EPA has for some time had a general policy that it will try to develop and to implement alternatives to in vivo animal testing.  These alternatives to animal testing are typically based on new in vitro assays and modeling methodologies.  It is interesting that OPP has selected an in vitro NAM to assess developmental neurotoxicity of OP pesticides as a case study, given the controversy surrounding EPA’s use of the default Food Quality Protection Act (FQPA) uncertainty factor for all OP pesticides, which was based primarily on epidemiology data that EPA claimed may suggest a link between chlorpyrifos exposure and developmental neurotoxicity.  Prior to this determination, human health risk assessment for OP pesticides was generally based on expert judgments by EPA that neurotoxicity would not be expected below the established threshold for acetylcholinesterase (AChE) inhibition, and that infants and children are not likely to be more sensitive to neurotoxic effects than adults.  OPP adopted the FQPA determination for all OP pesticides even though it could not determine or propose a mechanism for the presumed developmental neurotoxicity of chlorpyrifos below the threshold for AChE inhibition, or evaluate whether other OP pesticides might share a similar mechanism.  Since the 2015 release of the Literature Review, additional epidemiology studies have become available and a number of concerns regarding the reliability of the epidemiology data have been raised.  EPA has also expressed concerns with the availability and reliability of the epidemiology studies.  These developments bring into question the accuracy and reliability of the Literature Review.

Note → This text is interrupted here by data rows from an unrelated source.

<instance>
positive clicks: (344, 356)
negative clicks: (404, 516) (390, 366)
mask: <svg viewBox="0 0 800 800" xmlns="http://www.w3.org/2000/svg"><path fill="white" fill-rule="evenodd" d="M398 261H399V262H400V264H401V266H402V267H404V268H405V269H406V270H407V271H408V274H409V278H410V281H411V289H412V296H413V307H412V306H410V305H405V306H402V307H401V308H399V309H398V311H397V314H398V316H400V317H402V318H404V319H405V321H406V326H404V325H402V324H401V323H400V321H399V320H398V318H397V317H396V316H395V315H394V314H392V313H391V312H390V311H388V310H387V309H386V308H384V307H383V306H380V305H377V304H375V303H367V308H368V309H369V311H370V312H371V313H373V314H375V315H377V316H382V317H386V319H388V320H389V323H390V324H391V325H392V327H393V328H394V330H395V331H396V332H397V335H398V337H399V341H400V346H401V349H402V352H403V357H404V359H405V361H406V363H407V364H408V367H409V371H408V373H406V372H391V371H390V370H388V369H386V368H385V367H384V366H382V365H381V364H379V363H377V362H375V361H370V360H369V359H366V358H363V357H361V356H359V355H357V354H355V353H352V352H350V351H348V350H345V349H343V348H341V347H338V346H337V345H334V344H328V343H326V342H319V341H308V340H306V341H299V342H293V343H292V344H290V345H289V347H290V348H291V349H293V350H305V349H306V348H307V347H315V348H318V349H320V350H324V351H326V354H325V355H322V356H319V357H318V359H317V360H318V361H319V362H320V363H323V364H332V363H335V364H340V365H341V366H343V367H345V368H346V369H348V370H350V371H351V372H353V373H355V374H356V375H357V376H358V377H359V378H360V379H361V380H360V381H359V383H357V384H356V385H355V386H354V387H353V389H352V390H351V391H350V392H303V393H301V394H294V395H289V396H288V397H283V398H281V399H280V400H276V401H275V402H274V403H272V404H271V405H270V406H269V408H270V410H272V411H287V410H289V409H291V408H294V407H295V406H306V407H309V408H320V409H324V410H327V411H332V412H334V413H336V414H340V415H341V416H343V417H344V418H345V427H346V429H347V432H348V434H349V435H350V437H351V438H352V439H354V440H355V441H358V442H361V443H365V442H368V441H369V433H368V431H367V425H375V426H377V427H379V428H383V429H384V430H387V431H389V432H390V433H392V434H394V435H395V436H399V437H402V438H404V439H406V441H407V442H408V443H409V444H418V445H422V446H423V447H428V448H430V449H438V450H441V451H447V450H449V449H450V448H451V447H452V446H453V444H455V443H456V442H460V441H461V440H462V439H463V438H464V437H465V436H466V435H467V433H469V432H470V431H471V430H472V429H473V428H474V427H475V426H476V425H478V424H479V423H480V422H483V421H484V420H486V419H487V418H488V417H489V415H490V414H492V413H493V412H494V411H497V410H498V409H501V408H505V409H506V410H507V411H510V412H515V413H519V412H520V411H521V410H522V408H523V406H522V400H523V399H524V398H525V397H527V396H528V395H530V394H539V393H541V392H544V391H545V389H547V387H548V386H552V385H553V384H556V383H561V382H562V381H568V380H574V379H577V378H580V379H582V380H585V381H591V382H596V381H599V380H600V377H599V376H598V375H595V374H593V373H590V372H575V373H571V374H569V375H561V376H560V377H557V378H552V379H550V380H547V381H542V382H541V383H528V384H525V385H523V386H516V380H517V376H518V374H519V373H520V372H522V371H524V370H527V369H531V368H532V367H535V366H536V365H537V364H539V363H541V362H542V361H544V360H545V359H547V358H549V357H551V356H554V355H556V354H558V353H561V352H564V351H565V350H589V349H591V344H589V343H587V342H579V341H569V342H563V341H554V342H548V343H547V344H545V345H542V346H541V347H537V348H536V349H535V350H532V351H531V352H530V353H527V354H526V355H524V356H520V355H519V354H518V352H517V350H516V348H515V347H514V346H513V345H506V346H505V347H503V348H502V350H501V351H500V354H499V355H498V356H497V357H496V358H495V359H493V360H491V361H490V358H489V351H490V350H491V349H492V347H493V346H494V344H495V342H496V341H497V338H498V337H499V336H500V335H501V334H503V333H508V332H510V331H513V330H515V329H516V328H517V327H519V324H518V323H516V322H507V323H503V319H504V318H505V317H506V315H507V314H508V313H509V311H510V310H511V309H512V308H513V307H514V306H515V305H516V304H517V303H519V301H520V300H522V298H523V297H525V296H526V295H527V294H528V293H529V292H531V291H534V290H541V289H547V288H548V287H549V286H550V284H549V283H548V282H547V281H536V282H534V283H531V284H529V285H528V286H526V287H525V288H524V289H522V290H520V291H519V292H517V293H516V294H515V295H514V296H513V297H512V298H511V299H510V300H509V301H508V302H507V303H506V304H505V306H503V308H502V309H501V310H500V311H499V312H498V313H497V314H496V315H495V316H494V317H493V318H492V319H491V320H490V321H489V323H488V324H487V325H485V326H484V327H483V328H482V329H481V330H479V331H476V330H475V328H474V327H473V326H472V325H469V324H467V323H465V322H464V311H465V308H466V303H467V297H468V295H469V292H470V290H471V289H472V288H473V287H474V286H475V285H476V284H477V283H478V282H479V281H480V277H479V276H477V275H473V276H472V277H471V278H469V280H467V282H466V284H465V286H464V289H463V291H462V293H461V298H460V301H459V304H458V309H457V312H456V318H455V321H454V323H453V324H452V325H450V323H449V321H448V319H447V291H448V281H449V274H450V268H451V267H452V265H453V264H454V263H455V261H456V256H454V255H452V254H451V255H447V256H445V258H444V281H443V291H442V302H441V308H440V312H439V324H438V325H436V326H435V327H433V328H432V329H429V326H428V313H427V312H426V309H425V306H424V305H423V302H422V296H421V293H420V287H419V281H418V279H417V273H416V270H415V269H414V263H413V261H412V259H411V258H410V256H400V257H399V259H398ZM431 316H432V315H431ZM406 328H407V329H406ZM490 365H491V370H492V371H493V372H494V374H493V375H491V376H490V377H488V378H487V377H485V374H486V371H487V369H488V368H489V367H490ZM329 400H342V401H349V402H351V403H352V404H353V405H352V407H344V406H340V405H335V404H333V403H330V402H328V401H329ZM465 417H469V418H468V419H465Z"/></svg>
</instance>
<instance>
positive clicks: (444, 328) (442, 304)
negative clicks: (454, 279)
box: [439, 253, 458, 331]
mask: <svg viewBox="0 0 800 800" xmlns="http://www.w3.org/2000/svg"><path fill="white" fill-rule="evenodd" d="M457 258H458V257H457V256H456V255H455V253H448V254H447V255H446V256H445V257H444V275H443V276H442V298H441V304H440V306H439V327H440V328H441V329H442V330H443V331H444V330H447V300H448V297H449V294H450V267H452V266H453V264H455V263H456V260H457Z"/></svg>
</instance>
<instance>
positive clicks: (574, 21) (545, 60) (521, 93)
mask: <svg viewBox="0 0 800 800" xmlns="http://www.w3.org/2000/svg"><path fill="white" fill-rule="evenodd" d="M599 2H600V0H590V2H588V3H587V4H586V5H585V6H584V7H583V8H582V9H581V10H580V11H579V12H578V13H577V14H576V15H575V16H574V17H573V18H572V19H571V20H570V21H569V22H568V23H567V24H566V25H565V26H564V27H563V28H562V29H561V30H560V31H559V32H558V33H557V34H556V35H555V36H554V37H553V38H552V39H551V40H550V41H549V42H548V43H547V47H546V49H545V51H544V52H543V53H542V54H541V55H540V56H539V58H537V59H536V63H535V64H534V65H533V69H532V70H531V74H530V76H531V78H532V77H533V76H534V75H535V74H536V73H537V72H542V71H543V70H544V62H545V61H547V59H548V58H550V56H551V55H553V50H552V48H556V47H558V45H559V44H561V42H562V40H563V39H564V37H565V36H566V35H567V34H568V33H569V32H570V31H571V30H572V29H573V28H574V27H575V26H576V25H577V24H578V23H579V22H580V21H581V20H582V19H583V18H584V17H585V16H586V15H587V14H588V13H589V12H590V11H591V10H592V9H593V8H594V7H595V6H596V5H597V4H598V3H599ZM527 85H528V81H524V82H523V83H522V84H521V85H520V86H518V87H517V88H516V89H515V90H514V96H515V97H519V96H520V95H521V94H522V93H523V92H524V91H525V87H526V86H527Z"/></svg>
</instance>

In its announcement, OPP states that the new NAM is intended “to reduce potentially reliance on default risk assessment uncertainty factors,” although it does not state which uncertainty factors may be supplanted or modified.  Standard uncertainty factors which may be implicated include the factor for extrapolating from animal data to human effects (“interspecies variation”), the factor for human variability (“intraspecies variation”), and the default uncertainty factor for potential increased sensitivity of infants and children (“FQPA uncertainty factor”).  The issues may spark additional controversy.  Additionally, even if OPP and the FIFRA SAP conclude that the proposed NAM for developmental neurotoxicity is a viable approach to human health risk assessment for OP pesticides, there are likely to be many related policy issues.  For example, it is unclear whether OPP would be sufficiently confident in the reliability of such an assay to propose cancellation or suspension of affected pesticide products based on a resultant human health risk assessment.